Mary died on 20 April 1578, her 33rd birthday. Elizabeth granted her an imposing funeral in Westminster Abbey, with the Duchess of Suffolk's daughter Susan Bertie, now Countess of Kent, as chief mourner. She was buried in her mother's tomb in the Abbey, where her grave is still unmarked.

In spite of the intrigues involving her sisters, it does not appear that Mary ever made a serious claim to the throne.
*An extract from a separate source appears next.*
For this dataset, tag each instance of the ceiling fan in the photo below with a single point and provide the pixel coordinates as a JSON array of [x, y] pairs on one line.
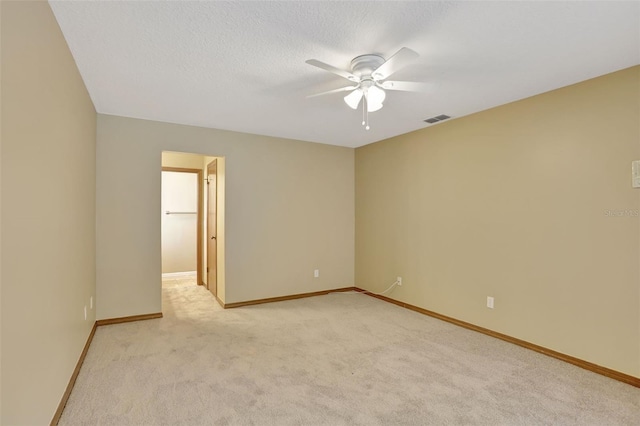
[[369, 74]]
After her death, according to the terms of Henry VIII's will, the chief claimant became Margaret Stanley, Countess of Derby, the only surviving child of Eleanor Brandon, second daughter of Henry VIII's younger sister, Mary Tudor.

== Cultural depictions ==
Mary is the main character of Philippa Gregory's The Last Tudor (2016), the final instalment in The Plantagenet and Tudor Novels.

Leanda de Lisle's biography The Sisters Who Would Be Queen: Mary, Katherine, and Lady Jane Grey; A Tudor Tragedy was published in 2009 and was a NY Times bestseller.